The last post published here, apart from the asides, was back at the end of January. I dislike these long delays in my writing here and want to get back to a better rhythm of publishing on a regular basis. Ben mentions in his post that he’s stopped writing as much in part because he is “waiting to have something truly meaningful to say.” I get that.
I have a lot of drafts sitting in Ulysses waiting for me to finish. I re-read them trying to get back into the flow of writing, and always start critiquing my own work. I find myself asking the same questions as Ben, “Who is going to want to read this?” Am I writing my best work? Ben answers the first question in a way that I can relate to: he needs to write for himself first.

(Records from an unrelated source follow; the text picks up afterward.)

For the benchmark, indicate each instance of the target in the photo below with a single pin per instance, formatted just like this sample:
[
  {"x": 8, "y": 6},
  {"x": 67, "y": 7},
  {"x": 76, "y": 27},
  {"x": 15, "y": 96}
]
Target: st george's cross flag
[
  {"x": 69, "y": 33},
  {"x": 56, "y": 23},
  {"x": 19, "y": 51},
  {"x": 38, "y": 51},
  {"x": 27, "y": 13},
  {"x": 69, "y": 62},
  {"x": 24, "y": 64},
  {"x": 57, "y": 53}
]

I need to do more of that as well. I have always wanted to become a more popular writer like Kottke, who I have admired from the very beginning, but I need a more focused and modest goal for myself. Write more regularly and write for myself. Rather than have many streams of thoughts flowing through my mind each night, process them, and publish here. The Stoics thought that daily journaling was an essential task for the day. Marcus Aurelius, Epictetus, and Seneca each wrote daily. As Ryan Holiday says, “It clarifies the mind, provides room for quiet, private reflection and gives one a record of their thoughts over time.”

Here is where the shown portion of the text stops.